Born Joan Boniface Winnifrith in Ightham, Kent, in 1913, daughter of the village rector, and god-daughter of Sybil Thorndike, her stage name was a composite of Anna Karenina and Robert E. Lee. She made her début on the London stage in 1932 and, a few minor film appearances later, was promoted to Jack Hulbert's leading lady - an intrepid young aviatrix - in The Camels are Coming (1934).

Her vigorous, try-anything personality also saw service as assistant to mad scientist Boris Karloff in The Man Who Changed His Mind (1936), Allan Quartermain's daughter in King Solomon's Mines (1937) and a human cannonball in Young Man's Fancy (1939), during the filming of which she was actually shot out of the cannon.

All three were directed by her then-husband Robert Stevenson, who directed most of her films at this time, and whom she accompanied to Hollywood in 1939. She was also the second lead, Jessie Matthews' platinum blonde rival, in First a Girl (1935), a part, alas, that was to prove more characteristic of what was to come her way after transferring to Tinseltown, although she started at the top, co- starring opposite Ronald Colman in My Life With Caroline (1941).

It was a dreary film, however, and after a few undistinguished female leads in quality productions like Commandos Strike at Dawn (1942) and Hangmen Also Die (1943), she was rapidly relegated to supporting roles in "A" features such as Flesh and Fantasy (1943), Summer Storm (1944), The Ghost and Mrs Muir (1947) and Fort Apache (1948), and leads in "B"s. Ironically, it was one of the latter that gave her her best part (and, after How Green Was My Valley, her own personal favourite) - that of Nell Rowen in Val Lewton's Bedlam (1946), a frivolous young actress whose wilfulness provokes her sugar daddy into having her placed in the care of a leering asylum director played by Boris Karloff.

She returned briefly to the stage in 1950 in a summer stock tour of Miranda and began increasingly to appear on television, including a three-year stint during the early Fifties as a panellist on It's News to Me.

At this point, however, her career was abruptly interrupted by the Hollywood blacklist. Although in her own words a "Winston Churchill Conservative", who saw nothing wrong with the blacklisting of actual Communists, she was confused with another actress and her name appeared in the notorious anti-Communist newsletter Red Channels. She was unable to get acting work for several years and was forced to make her living writing TV scripts under an assumed name.

In 1956 she finally wrote in desperation to Ford, who immediately got on the phone to Washington and cleared the situation up. "If it hadn't been for Ford, I probably wouldn't have been working now," she told the film historian Joseph McBride in 1987, but even so, she still had to add a rider to every contract she subsequently signed declaring that she was not now, and had never been, a Communist.

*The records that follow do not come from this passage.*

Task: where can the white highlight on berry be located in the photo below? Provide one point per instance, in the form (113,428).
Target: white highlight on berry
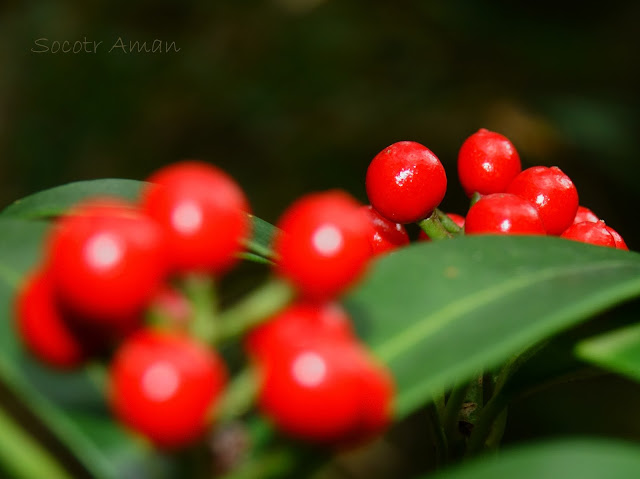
(327,240)
(403,176)
(505,225)
(160,381)
(103,251)
(187,217)
(309,369)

It was Ford who made her rehabitilition complete by giving Lee her first film role since 1952, as Mrs Jack Hawkins in Gideon's Day (1958, her only post-war British film), and later film roles included a stagecoach passenger held up by Lee Marvin in Ford's The Man Who Shot Liberty Balance (1962) and a nun with a twinkle in her eye in The Sound of Music (1965).

Her last substantial film role was in In Like Flint (1967) in which, to quote Variety's reviewer, "Anna Lee, ever a charming and gracious screen personality, is part of a triumvirate bent on seizing world power." (The trouser suit she wore throughout the film concealed the fact that she was black and blue from head to foot and had a broken wrist and 13 stitches in her thigh from a car accident four days before shooting had started).

Throughout the Eighties and Nineties she regularly featured, still as pretty as ever, in the soap opera General Hospital, only retiring from the show last year. A year after she had joined in 1978, taking the part of Lila Quatermaine, she was paralysed from the waist downwards in a car accident, and acted the role in a wheelchair.

She had a narrow escape just before Christmas 1994 when she was hauled to safety as her cottage off Sunset Strip caved in behind her during a fire which also destroyed most of her memorabilia and the only draft of her autobiography.